Obituaries: Len Feinzing, Bill Ross
Len Feinzing (also known in the party as Lenny Fenton) died in October. Born in 1917, he joined the World Socialist Party of the US in 1936 and was an active member of Boston Local until there was no more local to be active in. He was part of the core group who continued monthly meetings to mail out the Socialist Standards and keep the bare bones of a socialist movement alive during the 1980s. After the renaissance that the WSP began to experience in 1987, he continued to take part in every activity except those requiring computer skills. Lenny’s greatest contribution to the organization was as a speaker, both on the soapbox and indoors. He was arguably the best debater in the WSP, frequently impressing large audiences in debates with groups from Harvard, MIT and Brandies. He also spoke on Local Boston’s radio program during the late 1960s and early 70s. He visited Britain on a number of occasions, the last time being 2003. Comrade Feinting served for many years on both the NAC and the Editorial Committee of the Western Socialist, the journal of the American and Canadian parties. He also made it his personal project to increase the circulation of the Western Socialist dramatically during the 1950s (not at all an easy task in that period of history!) by instituting a successful nation-wide Library Campaign. His life was long and productive. He will be long remembered.

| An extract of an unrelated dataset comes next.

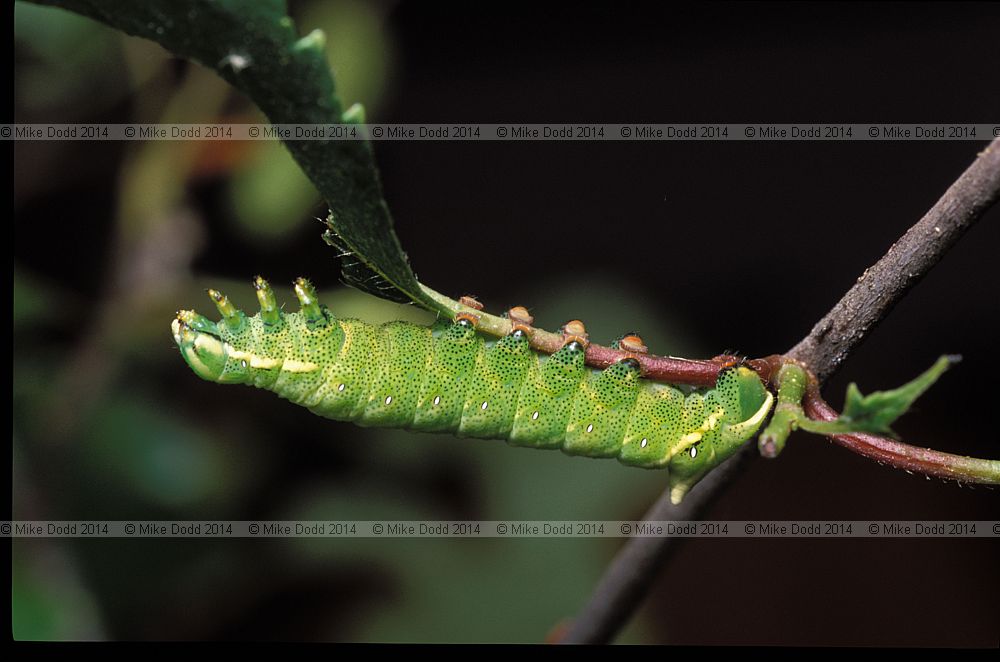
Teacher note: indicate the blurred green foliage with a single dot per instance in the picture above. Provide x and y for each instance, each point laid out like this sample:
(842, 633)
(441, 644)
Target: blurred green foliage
(109, 423)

Glasgow branch are sad to report the death of our comrade Bill Ross. Bill came across the Socialist Party at an outdoor meeting at the Mound in Edinburgh in the summer of 1965. Within months he had joined Glasgow branch. He was a larger than life figure who had left school at 15 years of age and had been a merchant seaman for many years. When he came in contact with the party he had graduated from Drama College and was already appearing on stage at the Edinburgh Festival. Within a short time Bill was himself speaking for the party both indoors and outdoors including a spell in London when he was working there. Later on when he found the stage too precarious an occupation he worked for many years for the Glasgow Parks Department where he was very active in trade union affairs. Bill was a voracious reader and was especially interested in scientific subjects. He was a good example of the self-taught worker, although having had a very basic academic career he had a wide knowledge of astro-physics and evolution, often giving branch talks on such subjects. He was a warm, friendly human being with a good sense of humour and his speciality was in taking popular songs and re-writing parodies. Thus The Lady is a Tramp became That’s Why the Worker is a Slave and the words of Who Wants to be a Millionaire became – “Have you heard of the SPGB. We want a world without poverty. Well, did you ever. What a swell party this is.” This is a sad time for all his Glasgow comrades but especially so for his wife and beloved comrade Terry. He will be greatly missed.